Una nación trabajadora explotada por el capitalismo necesita vitalmente de un Estado propio para detener la sangría expoliadora, reconstruir lo destruido y construir la soberanía. La transitoriedad del Estado, que él mismo impulse su autoextinción, viene de que la nación trabajadora sólo puede ser libre cuando supere definitivamente la explotación nacional asalariada; cuando se hayan extinguido las ciegas fuerzas de la explotación de la fuerza de trabajo colectiva, nacional. Debe ser otro Estado, otra forma-Estado porque, obviamente, el anterior no sirve en absoluto. Un Estado en el que la democracia socialista, el poder popular autogestionado desde las bases y relacionado con las cooperativas, consejos obreros y comités de fábrica, comités vecinales y toda serie de movimientos y colectivos, tenga las más eficaces tecnologías en comunicación horizontal, libre y multidireccional, transparencia en la administración pública, acceso a los antiguos secretos burocráticos y a los datos más recientes y aparentemente secundarios.

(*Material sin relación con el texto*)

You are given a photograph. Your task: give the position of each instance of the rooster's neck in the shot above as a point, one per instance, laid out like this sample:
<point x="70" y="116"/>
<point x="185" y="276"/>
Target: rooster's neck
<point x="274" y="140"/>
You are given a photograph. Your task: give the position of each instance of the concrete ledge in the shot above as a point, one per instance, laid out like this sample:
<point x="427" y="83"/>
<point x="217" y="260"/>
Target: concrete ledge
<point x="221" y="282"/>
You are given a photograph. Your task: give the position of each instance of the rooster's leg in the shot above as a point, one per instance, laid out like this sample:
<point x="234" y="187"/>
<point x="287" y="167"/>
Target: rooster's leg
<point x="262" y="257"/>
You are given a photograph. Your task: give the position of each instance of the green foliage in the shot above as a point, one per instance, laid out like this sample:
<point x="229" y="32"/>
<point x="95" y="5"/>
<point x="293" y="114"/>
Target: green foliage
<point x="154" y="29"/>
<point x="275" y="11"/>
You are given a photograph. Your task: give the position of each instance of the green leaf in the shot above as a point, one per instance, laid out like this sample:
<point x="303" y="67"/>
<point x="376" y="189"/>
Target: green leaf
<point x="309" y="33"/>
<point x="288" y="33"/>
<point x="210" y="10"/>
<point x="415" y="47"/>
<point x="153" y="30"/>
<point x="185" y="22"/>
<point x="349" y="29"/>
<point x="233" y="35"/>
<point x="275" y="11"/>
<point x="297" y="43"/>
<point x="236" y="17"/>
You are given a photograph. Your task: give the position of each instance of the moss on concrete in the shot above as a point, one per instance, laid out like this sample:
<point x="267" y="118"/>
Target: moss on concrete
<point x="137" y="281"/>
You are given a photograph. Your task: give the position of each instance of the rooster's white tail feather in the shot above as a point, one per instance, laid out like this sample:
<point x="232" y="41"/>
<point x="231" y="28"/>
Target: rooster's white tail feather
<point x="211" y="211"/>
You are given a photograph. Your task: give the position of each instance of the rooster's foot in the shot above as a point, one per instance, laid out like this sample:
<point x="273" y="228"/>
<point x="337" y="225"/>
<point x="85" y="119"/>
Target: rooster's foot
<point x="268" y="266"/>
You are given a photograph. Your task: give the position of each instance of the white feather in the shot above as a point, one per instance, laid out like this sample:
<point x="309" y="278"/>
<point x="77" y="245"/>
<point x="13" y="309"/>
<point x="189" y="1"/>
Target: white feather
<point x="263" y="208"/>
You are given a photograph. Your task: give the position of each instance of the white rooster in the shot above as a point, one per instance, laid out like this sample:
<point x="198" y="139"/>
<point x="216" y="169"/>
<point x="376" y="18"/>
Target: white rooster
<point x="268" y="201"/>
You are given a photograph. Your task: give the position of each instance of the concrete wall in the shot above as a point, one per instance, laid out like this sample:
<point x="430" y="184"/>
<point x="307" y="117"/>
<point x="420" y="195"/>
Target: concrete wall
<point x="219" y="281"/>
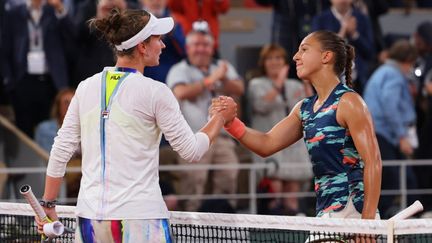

Un poder popular que no delegue la autodefensa nacional en una minoría selecta y separada, corporativista y bien pronto incontrolable, y que desarrollo sistemas populares y múltiples de autodefensa nacional. Un poder que desarrolle una política económica tendente a la superación de la ley del valor y de la dictadura del salario, que potencie el sector público, las relaciones directas entre productores y consumidores, que acabe con los derechos burgueses al secreto y a la fuga de capitales, que priorice los derechos colectivos sobre el egoísmo burgués. Un poder que multiplique exponencialmente la creación lingüístico-cultural, artística, científica, folclórica; que dirija hacia nuevos objetivos el potencial crítico e investigador del pueblo trabajador y que avive un debate constructivo sobre la urgencia del ahorro energético para reducir drásticamente la contaminación. Un Estado, en suma, consciente que cuanto más avance la liberación global de la nación trabajadora vasca antes se extinguirá él, y que el ritmo de su extinción indicará el ritmo de creación de una nueva Euskal Herria.